Should be a C11 atomic.
Should or could be _relase, _acquire, or _relaxed.
> __rtld_lock_unlock_recursive (GL(dl_load_lock));
>
> + new->map = lm_cache;
> +
> return 0;
> }
>
> @@ -83,19 +81,10 @@ __call_tls_dtors (void)
> while (tls_dtor_list)
> {
> struct dtor_list *cur = tls_dtor_list;
> - tls_dtor_list = tls_dtor_list->next;
>
> + tls_dtor_list = tls_dtor_list->next;
> cur->func (cur->obj);
> -
> - __rtld_lock_lock_recursive (GL(dl_load_lock));
> -
> - /* Allow DSO unload if count drops to zero. */
> - cur->map->l_tls_dtor_count--;
> - if (cur->map->l_tls_dtor_count == 0 && cur->map->l_type == lt_loaded)

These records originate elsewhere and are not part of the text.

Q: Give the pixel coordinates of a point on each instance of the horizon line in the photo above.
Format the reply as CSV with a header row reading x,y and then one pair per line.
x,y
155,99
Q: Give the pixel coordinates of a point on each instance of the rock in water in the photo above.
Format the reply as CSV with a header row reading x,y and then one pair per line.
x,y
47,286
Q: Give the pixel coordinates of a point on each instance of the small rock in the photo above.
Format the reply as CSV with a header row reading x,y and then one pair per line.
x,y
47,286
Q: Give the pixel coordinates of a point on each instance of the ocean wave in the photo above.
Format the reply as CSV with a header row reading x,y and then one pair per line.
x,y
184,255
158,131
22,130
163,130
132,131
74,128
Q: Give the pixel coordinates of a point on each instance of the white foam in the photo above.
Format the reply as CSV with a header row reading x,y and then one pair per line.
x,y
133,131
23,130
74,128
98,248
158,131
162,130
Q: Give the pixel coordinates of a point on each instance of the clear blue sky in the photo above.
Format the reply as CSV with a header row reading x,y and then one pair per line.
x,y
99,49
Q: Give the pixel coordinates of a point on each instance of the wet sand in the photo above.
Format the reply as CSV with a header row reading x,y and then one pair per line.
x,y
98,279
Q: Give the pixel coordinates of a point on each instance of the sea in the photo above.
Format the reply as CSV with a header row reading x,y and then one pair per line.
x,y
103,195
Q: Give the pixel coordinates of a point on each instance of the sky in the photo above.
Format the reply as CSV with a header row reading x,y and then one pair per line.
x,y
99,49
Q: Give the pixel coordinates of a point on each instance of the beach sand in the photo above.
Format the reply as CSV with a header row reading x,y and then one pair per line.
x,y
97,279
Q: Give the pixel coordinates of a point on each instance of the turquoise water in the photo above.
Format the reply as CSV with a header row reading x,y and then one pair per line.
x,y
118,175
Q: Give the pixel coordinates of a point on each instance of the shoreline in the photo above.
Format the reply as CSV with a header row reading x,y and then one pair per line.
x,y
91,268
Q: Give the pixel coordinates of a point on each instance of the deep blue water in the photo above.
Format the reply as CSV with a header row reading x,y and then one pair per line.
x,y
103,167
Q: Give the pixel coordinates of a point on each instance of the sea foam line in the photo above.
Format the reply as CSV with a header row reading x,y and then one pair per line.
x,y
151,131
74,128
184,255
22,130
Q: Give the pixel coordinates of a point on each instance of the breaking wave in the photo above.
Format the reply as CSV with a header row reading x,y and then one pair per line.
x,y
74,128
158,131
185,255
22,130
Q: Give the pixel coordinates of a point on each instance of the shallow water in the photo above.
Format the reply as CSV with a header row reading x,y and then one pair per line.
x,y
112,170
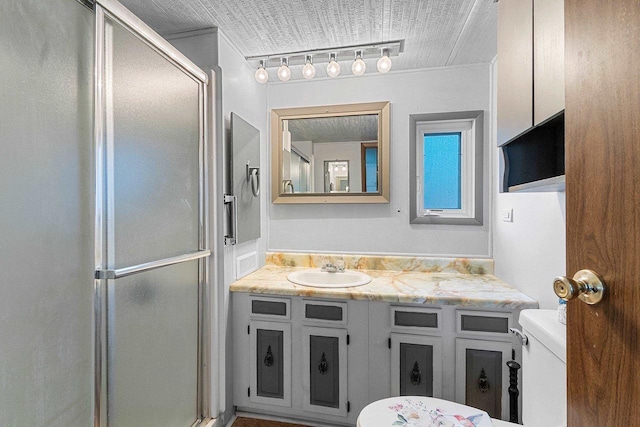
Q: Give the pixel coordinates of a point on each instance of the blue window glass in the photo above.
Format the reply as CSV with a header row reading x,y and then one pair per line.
x,y
371,169
442,170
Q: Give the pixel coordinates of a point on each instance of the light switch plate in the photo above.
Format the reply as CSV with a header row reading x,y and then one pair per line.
x,y
507,215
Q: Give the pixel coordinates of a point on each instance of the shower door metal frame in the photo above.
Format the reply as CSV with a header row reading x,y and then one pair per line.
x,y
118,13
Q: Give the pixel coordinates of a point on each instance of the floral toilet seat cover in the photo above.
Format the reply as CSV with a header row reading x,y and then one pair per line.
x,y
418,411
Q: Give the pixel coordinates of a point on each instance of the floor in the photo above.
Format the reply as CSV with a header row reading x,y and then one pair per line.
x,y
253,422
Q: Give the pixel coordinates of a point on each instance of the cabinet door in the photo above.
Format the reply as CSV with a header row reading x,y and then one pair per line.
x,y
482,376
548,59
270,363
515,68
325,370
416,365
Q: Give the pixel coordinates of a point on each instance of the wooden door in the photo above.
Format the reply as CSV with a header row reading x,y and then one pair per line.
x,y
602,60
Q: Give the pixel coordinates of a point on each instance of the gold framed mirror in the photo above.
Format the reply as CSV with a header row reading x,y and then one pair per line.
x,y
330,154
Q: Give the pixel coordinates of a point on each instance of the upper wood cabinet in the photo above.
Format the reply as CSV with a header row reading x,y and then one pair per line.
x,y
530,64
548,59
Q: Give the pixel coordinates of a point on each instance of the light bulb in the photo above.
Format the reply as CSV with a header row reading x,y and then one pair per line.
x,y
261,74
333,69
284,73
384,63
359,67
308,71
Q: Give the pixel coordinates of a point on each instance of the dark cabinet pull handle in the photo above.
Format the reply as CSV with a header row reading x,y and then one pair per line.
x,y
323,367
416,375
483,383
268,358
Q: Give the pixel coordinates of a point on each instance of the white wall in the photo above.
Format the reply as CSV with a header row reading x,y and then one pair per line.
x,y
331,151
385,228
238,92
530,251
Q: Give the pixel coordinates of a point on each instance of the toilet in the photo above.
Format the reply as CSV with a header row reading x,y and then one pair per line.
x,y
543,387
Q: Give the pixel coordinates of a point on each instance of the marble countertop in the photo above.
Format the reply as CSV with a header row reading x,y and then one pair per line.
x,y
439,287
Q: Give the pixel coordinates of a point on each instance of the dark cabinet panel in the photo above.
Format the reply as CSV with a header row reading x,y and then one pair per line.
x,y
324,371
483,388
269,363
416,370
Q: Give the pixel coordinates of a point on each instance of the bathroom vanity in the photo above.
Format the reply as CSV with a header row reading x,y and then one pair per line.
x,y
423,326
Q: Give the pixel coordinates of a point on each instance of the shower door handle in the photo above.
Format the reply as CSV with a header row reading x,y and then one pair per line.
x,y
253,176
232,238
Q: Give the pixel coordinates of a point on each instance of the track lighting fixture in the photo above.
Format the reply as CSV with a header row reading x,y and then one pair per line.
x,y
284,73
308,71
333,69
305,60
358,67
262,75
384,63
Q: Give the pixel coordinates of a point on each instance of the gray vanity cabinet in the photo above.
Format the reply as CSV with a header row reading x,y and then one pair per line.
x,y
270,363
303,358
325,370
324,360
416,365
416,351
483,347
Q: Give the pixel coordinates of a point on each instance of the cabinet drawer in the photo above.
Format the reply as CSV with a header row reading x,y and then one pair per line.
x,y
483,323
270,347
326,312
416,365
325,370
414,318
482,375
270,308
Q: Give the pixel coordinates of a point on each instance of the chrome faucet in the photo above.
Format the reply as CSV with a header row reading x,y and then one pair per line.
x,y
330,267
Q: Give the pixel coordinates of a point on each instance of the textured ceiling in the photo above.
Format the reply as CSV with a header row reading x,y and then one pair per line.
x,y
437,33
335,129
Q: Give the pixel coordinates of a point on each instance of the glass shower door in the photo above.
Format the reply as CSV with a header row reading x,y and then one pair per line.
x,y
151,222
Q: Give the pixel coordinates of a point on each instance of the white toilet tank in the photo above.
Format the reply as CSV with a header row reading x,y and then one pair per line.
x,y
544,385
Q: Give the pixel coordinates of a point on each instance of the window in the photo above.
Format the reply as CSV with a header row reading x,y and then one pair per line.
x,y
447,169
369,166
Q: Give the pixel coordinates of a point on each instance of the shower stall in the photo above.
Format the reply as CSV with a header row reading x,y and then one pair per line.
x,y
103,221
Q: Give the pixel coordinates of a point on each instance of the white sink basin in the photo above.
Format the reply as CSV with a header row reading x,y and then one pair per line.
x,y
322,279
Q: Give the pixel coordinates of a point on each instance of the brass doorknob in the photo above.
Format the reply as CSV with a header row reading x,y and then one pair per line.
x,y
586,285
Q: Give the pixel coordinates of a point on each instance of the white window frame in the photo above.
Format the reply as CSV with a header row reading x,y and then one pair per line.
x,y
466,128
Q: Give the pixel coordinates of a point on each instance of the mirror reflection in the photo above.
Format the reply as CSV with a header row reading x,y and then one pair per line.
x,y
330,154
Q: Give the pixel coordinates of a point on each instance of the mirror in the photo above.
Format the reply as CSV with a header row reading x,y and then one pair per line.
x,y
331,154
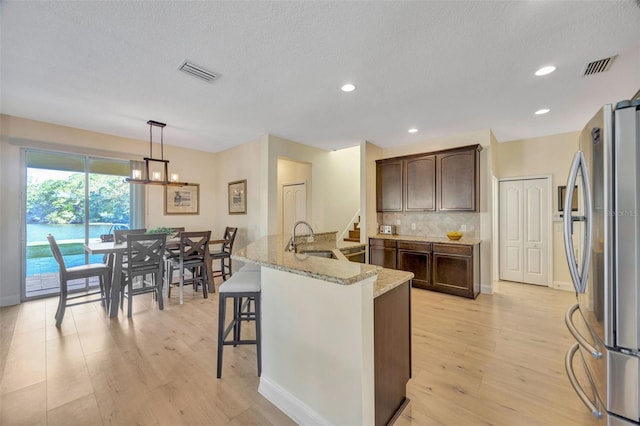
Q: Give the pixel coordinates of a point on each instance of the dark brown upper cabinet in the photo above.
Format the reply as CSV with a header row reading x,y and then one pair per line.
x,y
458,180
420,188
389,185
446,180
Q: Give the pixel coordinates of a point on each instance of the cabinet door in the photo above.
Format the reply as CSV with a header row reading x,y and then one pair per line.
x,y
389,186
420,183
457,174
417,262
453,274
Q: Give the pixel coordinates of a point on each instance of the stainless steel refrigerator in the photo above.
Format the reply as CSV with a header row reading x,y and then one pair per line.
x,y
601,220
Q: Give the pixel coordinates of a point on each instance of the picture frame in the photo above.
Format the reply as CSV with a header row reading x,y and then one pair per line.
x,y
182,199
238,197
562,191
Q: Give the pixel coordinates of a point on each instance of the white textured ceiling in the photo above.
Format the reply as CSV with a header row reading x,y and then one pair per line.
x,y
444,67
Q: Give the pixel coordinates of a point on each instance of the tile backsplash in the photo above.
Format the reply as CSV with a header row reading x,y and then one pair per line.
x,y
432,224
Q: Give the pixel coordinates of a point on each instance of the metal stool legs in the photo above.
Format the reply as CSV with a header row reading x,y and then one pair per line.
x,y
239,314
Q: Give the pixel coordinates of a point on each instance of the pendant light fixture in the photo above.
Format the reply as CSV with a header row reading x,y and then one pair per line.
x,y
156,170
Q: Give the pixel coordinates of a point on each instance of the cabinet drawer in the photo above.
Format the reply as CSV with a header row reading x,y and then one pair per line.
x,y
414,246
381,242
453,249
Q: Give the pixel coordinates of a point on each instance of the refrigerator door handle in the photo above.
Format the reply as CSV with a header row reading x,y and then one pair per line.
x,y
579,278
568,365
568,320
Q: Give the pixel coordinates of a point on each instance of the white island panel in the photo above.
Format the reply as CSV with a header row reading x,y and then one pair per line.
x,y
317,348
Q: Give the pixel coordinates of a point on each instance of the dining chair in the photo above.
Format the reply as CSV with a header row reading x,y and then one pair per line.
x,y
120,235
192,257
100,270
145,257
224,255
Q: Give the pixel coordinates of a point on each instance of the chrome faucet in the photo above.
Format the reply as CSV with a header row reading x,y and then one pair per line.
x,y
292,243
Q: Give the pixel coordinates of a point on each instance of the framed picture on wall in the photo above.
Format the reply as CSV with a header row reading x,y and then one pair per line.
x,y
562,193
238,197
182,199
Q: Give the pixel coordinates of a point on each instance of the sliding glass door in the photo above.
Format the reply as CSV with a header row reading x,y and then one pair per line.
x,y
75,198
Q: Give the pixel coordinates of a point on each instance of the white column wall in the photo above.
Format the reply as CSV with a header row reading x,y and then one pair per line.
x,y
317,348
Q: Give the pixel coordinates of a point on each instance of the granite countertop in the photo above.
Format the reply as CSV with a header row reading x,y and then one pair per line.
x,y
271,252
440,240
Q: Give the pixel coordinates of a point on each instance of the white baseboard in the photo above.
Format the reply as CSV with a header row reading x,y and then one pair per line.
x,y
486,289
299,412
563,285
9,300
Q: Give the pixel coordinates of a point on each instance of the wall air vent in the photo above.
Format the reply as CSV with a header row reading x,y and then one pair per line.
x,y
196,71
596,67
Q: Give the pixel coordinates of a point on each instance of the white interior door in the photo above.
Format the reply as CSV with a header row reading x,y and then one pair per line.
x,y
294,198
536,231
511,239
524,230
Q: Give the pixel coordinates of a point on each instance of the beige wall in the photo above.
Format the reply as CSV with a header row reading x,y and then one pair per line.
x,y
550,155
369,153
328,207
338,188
292,172
239,163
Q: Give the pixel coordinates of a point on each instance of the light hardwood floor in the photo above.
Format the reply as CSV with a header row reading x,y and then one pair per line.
x,y
497,360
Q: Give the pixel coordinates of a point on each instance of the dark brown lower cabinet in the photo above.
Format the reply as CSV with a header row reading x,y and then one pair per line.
x,y
456,270
416,257
382,252
392,351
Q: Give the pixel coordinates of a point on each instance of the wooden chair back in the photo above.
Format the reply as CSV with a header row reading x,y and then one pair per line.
x,y
120,235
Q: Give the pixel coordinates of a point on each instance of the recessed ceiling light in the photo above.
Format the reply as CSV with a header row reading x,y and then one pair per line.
x,y
348,87
546,70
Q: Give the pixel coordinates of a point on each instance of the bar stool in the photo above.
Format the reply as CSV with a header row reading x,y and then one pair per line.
x,y
244,284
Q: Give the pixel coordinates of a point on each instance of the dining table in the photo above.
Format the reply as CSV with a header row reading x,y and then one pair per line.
x,y
118,251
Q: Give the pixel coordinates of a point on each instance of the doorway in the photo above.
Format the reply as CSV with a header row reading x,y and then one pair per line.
x,y
524,219
294,208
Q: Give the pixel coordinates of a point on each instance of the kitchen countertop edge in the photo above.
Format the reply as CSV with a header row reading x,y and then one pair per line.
x,y
420,239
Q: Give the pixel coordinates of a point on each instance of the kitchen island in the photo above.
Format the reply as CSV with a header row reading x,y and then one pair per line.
x,y
335,335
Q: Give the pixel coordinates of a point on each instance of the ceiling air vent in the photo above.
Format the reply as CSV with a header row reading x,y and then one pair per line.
x,y
196,71
601,65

> - cur->map->l_flags_1 &= ~DF_1_NODELETE;
> -
> - __rtld_lock_unlock_recursive (GL(dl_load_lock));
> -
> + atomic_decrement (&cur->map->l_tls_dtor_count);
Needs a comment specifying what this synchronizes with.
We should be trying hard to use the ISO C11 atomics.
This could be atomic_fetch_add_* ?
> free (cur);
> }
> }
> diff --git a/stdlib/tst-tls-atexit-nodelete.c b/stdlib/tst-tls-atexit-nodelete.c
> new file mode 100644
> index 0000000..cb2b39d
> --- /dev/null
> +++ b/stdlib/tst-tls-atexit-nodelete.c
> @@ -0,0 +1,104 @@
> +/* Verify that a RTLD_NODELETE DSO is not unloaded even if its TLS objects are
> + destroyed.
> +
> + Copyright (C) 2015 Free Software Foundation, Inc.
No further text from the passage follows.